Prompting

Prompting is the primary interface for directing language model behaviour. The quality of the prompt determines the quality of the output.

Be Specific

Vague prompts produce vague responses. State the format, length, audience, and constraints explicitly.

VagueSpecific
“Write a summary”“Summarise in 3 bullet points for a non-technical audience”
“Improve this code”“Refactor this Python function for readability; no logic changes”
“Write a blog post”“Write a 500-word post for senior engineers on X, technical tone, no intro fluff”

The model will fill gaps in your prompt with its default assumptions. If the defaults don’t match what you want, specify explicitly.

Role and Context

Models respond to role framing. Telling the model it is a senior engineer, a sceptical reviewer, or a technical writer shapes the style and depth of the response.

System: You are a senior backend engineer reviewing a pull request.
        Identify correctness issues, performance risks, and missing tests.
        Be direct. No praise unless there is something genuinely good.

User: [paste PR diff]

Context that helps the model:

  • Audience (who will read the output)
  • Purpose (what the output will be used for)
  • Constraints (length, format, what to avoid)
  • Background (prior decisions, related code, domain context)

Few-Shot Examples

Providing 2–3 examples of the desired input-output format dramatically improves consistency. Especially useful for structured outputs (JSON, tables) and tone matching.

Extract the action items from each note. Return JSON.

Note: "Call Sarah about the Q3 budget by Friday."
Action items: [{"task": "Call Sarah about Q3 budget", "deadline": "Friday", "owner": "user"}]

Note: "Send the design mockup to the client and schedule a review."
Action items: [{"task": "Send design mockup to client", "deadline": null, "owner": "user"},
               {"task": "Schedule design review", "deadline": null, "owner": "user"}]

Note: [your note here]
Action items:

Chain-of-Thought

For reasoning tasks, instruct the model to think step by step before answering. This reduces errors on multi-step problems.
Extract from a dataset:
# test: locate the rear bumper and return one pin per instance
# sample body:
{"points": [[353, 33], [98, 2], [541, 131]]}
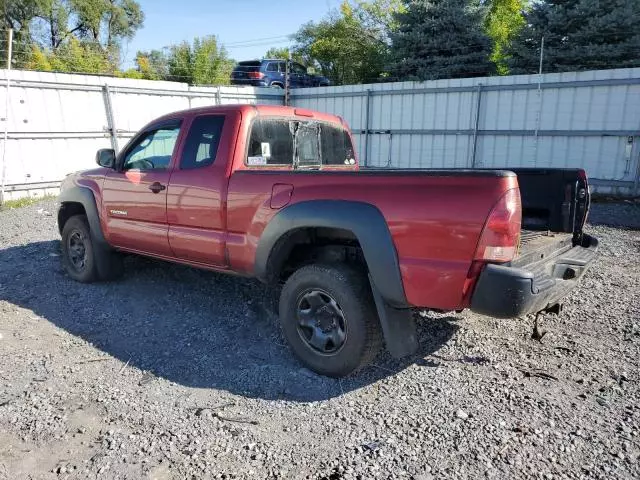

Solve this problem. Think through each step before giving the final answer.

Chain-of-thought helps most on:

  • Arithmetic and logic puzzles
  • Multi-condition reasoning (“if A and B but not C…”)
  • Code debugging and root-cause analysis

Prompt structure for reliability

For production prompts where consistency matters:

[Role / persona]
[Task description]
[Constraints and format]
[Examples if needed]
[Input: {variable}]
[Output:]

Keep the variable input clearly delimited (XML tags, triple backticks, or labelled sections) so the model doesn’t confuse instructions with input data.